The maid didn’t budge.
“Anna-Maria?” Solange Malin demanded, an octave higher.
“They heavy.”
It was a standoff. After a moment of silence, the mistress of the house got on the intercom again. “Jose, can you come up here, please, and help Anna-Maria.”
Soon the chairs were marching out of the room under the straining torsos of two huffing servants, who were exchanging choice phrases in Spanish under their breath, glancing at Chaim and Delilah and their employer with barely contained malevolence.
“Well, I hope you’ll both be comfortable here now.” She smiled.
“Oh, this is more than comfortable. We can’t thank you enough,” Chaim said sincerely, feeling a sense of vague discomfort as he looked at the straining backs of the two employees.
“I don’t know about you, but I’m ready to dive into that Jacuzzi.
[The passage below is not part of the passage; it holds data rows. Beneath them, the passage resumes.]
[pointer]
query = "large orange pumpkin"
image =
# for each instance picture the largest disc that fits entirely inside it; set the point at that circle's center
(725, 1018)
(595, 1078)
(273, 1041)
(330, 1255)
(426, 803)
Wheee!” Delilah said with glee as soon as Solange Malin took her leave. She began unbuttoning her blouse.
“Delilah!”
“What? We’ve got plenty of time. Why don’t you take off your clothes and join me. It looked awfully roomy.” She giggled, only to turn around and find the two servants gaping at her.
“Mis. Us. Shee. U. kam. U. moo,” Anna-Maria said urg
ently.
She clutched her blouse together, raising her eyebrows at Chaim, who stared back helplessly. They went through this about four times until Delilah finally realized the woman was here to usher them out of paradise into yet another bedroom. Delilah could see the hatred just behind the woman’s eyes as she helped them gather their things together. She wondered why Solange Malin put up with this kind of live-in enmity. If she ever got enough money to hire servants, she thought, she’d fire them faster than they could say Adios!
The new bedroom was more magnificent still. And it had twin beds.
“I thought you’d be more comfortable in here,” Solange said, suddenly reappearing. The two Mexicans stared impassively at the floor, no doubt wondering—as were Chaim and Delilah—why she hadn’t just moved them here in the first place, since they were mobile and the chairs were not.
The new room was black and white and red. On the walls were framed photographs, everything rather blurry in shades of red.
“Chaim used to take pictures like that until he went digital. They come out perfect now,” Delilah said.
“They’re Desmond McClintocks,” Solange said stiffly.
Delilah looked at her blankly.
“The abstract photographer? The one who just had a retrospective at MoMA? Do you like them, Rabbi?” she said, pointedly ignoring Delilah.
“Oh, they’re wonderful,” Chaim said hesitantly. “So . . . so . . .”
Red, Delilah thought, her face burning with embarrassment.
“. . . evocative,” he finally said.
“Oh, what a charming photo,” Delilah said, trying to recoup, suddenly picking up a small framed photograph on the nightstand. It was of two little girls in plain dresses that seemed way too big for them, covering them up from neck to ankle. Their hair fell over their shoulders in long tight braids. “They look just like those little Hasidic girls in Jerusalem! Don’t they, Chaim? Is this also by the same famous photographer?”